Publisher: Simon and Schuster
Publication Date: August 2015
Source: Borrowed from the Library
From the New York Times bestselling author of The Dovekeepers and The Museum of Extraordinary Things: a forbidden love story set on the tropical island of St. Thomas about the extraordinary woman who gave birth to painter Camille Pissarro; the Father of Impressionism.
Growing up on idyllic St. Thomas in the early 1800s, Rachel dreams of life in faraway Paris. Rachel's mother, a pillar of their small refugee community of Jews who escaped the Inquisition, has never forgiven her daughter for being a difficult girl who refuses to live by the rules. Growing up, Rachel's salvation is their maid Adelle's belief in her strengths, and her deep, life-long friendship with Jestine, Adelle's daughter. But Rachel's life is not her own. She is married off to a widower with three children to save her father's business. When her husband dies suddenly and his handsome, much younger nephew, Fréderick, arrives from France to settle the estate, Rachel seizes her own life story, beginning a defiant, passionate love affair that sparks a scandal that affects all of her family, including her favorite son, who will become one of the greatest artists of France.
Building on the triumphs of The Dovekeepers and The Museum of Extraordinary Things, set in a world of almost unimaginable beauty, The Marriage of Opposites showcases the beloved, bestselling Alice Hoffman at the height of her considerable powers. Once forgotten to history, the marriage of Rachel and Fréderick is a story that is as unforgettable as it is remarkable.
This book seems to be getting great reviews and I am sad to say that even though I made my way through it, it was a struggle. This book was chosen for my book club by another member and voted as the book we should read and I think this book was just too far outside of my normal reading for me to really enjoy it. That being said, it was still an alright book.

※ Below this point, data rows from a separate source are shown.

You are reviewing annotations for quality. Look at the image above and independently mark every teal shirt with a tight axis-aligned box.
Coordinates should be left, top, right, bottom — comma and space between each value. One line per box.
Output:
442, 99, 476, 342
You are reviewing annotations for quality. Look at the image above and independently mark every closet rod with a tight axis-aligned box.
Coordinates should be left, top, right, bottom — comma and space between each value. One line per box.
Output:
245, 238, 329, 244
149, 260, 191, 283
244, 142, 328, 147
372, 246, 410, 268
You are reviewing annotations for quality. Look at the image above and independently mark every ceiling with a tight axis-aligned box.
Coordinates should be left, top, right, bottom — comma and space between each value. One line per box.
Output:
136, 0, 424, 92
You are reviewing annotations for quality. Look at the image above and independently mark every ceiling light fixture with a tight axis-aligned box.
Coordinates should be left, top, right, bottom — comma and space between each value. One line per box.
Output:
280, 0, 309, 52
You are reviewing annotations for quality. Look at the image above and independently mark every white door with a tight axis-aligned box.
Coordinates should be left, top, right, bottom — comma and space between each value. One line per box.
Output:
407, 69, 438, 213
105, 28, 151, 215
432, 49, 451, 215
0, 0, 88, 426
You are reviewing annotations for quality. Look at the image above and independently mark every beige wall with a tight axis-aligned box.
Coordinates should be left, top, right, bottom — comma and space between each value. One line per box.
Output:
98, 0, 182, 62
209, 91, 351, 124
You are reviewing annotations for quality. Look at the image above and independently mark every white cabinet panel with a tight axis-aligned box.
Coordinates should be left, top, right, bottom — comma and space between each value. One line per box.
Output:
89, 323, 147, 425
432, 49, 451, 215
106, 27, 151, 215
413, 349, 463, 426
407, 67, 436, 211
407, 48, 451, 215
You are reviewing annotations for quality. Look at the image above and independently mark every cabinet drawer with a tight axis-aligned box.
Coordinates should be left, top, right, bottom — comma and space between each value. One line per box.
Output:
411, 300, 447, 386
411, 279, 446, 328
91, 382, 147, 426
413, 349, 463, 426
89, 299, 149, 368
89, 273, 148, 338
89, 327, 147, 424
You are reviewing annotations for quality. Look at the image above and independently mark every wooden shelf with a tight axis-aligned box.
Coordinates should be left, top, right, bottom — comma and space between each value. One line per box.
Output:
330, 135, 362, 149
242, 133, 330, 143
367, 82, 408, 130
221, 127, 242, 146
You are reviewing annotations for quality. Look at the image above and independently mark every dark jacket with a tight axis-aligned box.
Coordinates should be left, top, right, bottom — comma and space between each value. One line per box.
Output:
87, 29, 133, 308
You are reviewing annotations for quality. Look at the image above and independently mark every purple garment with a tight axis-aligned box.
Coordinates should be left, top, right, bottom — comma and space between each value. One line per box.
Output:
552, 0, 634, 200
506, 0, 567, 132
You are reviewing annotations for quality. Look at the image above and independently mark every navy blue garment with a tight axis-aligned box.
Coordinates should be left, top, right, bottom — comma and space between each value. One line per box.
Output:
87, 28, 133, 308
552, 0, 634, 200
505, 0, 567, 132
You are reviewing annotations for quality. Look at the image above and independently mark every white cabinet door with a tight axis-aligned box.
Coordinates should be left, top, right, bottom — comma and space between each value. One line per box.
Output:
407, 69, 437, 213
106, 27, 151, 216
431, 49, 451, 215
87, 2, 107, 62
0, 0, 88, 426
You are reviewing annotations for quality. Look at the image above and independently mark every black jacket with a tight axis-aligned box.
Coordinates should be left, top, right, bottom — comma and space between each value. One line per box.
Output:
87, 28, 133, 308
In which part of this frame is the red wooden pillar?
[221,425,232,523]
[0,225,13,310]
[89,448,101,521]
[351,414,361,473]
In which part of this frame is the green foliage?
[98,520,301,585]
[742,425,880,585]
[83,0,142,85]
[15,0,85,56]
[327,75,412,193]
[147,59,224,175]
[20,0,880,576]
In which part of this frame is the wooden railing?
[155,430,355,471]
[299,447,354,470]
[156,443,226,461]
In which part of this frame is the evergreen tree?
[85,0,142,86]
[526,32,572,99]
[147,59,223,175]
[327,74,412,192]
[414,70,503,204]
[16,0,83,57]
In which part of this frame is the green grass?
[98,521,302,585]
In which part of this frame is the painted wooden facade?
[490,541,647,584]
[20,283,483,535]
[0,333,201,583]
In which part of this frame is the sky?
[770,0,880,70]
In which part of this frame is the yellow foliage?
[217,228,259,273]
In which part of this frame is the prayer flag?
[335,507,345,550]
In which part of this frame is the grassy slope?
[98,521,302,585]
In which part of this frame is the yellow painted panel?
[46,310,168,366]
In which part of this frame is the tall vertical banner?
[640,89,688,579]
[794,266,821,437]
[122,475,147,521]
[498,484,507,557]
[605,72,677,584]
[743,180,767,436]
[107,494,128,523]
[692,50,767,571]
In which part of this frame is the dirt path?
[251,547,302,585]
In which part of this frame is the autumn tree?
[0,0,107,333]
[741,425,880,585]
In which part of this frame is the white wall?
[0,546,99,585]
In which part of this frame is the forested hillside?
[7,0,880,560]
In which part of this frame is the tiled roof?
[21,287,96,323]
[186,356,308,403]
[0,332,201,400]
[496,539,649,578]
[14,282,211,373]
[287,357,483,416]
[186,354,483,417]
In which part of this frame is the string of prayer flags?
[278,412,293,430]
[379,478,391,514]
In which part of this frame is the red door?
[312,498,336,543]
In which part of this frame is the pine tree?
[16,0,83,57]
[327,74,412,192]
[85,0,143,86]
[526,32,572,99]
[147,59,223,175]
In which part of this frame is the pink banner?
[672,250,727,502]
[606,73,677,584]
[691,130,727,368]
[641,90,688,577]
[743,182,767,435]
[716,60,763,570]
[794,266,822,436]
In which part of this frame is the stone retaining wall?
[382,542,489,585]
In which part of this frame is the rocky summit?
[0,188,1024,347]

The author uses wonderful detail to describe the island and the people to the point were I was impressed but also bored - there was a lot of detail. What I like to read most is interactions between characters and a lot of the book takes place as these descriptions or as someone's thoughts and feelings versus conversations. So the lack of dialogue really bothered me.
The book was very interesting, I really got into reading Rachel's point of view and right when I was the author decided it was time for a change and lead us into another POV, it felt disjointed at times. I understand the need for all the views but I had a number of chapters with one person then was surprised to realize that it would be changing. And because of these changes I found the overall story fairly slow. I ended up reading it in more than a few sittings but I felt bogged down as I read it and had trouble really feeling the urge to pick it up.
So overall this was not my cup of tea (so to speak). I think readers of this genre probably loved the historical aspects of it and all the detail and thought put into it but I was not really feeling it. On the bright side, I made it all the way through without tossing it, so thus the 'it as ok' rating versus a lower one. I am glad I am broadening my reading but I also am finding that I just really don't enjoy most books outside the YA/MG genres.